With no replication, losing a node loses its ~1/N of the cached data, and those keys all miss until repopulated. Whether that is acceptable is a quantitative decision: a node loss produces an instant 1/N spike in database read traffic. If the database can absorb that spike, skip replication - this is exactly why Memcached classically does not replicate. If it cannot, replicate each key to the next R nodes clockwise on the ring.

Replication factorNode-loss behaviourMemory cost
R = 1 (none)1/N of keys miss; DB absorbs the spike1x
R = 2A replica serves the lost keys; no miss spike2x

Replication doubles memory to buy availability.
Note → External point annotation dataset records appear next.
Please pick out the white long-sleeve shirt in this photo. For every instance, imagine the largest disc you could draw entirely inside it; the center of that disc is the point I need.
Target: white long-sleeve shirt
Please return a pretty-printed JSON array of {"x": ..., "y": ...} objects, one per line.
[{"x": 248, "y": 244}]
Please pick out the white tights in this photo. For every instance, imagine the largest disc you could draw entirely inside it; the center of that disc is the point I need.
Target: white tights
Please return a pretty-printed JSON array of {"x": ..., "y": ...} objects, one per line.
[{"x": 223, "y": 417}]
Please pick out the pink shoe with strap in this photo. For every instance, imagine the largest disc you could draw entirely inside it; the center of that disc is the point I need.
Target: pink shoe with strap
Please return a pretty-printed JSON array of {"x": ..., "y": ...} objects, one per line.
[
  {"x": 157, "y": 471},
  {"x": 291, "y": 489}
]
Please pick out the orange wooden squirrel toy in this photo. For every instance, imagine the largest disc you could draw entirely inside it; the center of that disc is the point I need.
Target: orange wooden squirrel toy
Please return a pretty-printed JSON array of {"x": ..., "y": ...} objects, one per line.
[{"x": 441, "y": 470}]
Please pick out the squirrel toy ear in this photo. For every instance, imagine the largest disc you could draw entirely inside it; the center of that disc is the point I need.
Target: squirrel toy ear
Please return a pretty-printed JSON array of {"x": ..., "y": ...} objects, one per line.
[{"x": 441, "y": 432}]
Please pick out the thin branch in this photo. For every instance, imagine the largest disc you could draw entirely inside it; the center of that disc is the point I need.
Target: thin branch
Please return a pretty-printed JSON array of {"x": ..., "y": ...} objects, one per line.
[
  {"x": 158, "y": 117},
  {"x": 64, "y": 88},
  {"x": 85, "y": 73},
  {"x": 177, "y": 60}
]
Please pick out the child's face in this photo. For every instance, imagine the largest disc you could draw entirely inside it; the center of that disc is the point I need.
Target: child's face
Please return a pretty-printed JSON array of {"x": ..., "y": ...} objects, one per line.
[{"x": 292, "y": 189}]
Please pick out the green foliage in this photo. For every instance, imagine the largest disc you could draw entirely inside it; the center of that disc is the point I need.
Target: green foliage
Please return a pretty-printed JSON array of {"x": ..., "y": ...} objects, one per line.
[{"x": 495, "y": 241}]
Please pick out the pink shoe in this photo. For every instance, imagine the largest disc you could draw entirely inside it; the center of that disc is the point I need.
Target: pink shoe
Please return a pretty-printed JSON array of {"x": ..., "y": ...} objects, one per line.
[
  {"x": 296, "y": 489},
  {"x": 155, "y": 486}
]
For a pure cache backed by a healthy database, R = 1 is often the right, deliberate choice; for a cache whose miss storm would itself take down the database, R = 2 is mandatory. Name the trade-off rather than defaulting.

Cache correctness: consistency model

The cache is eventually consistent with the database, and that is by design. The well-known hazard is the cache-aside write race: if a writer updates the database and then updates the cache, a concurrent reader can repopulate the old value in between, leaving the cache permanently stale. The standard fix is to delete the key on write, never update it - the next read repopulates from the database - and to keep a short TTL as a backstop so any missed invalidation self-heals. Across cache replicas, a SET reaches the primary synchronously and replicas asynchronously, so a replica read can be briefly stale. For a cache, all of this is acceptable; the point is to state it, not to pretend the cache is authoritative.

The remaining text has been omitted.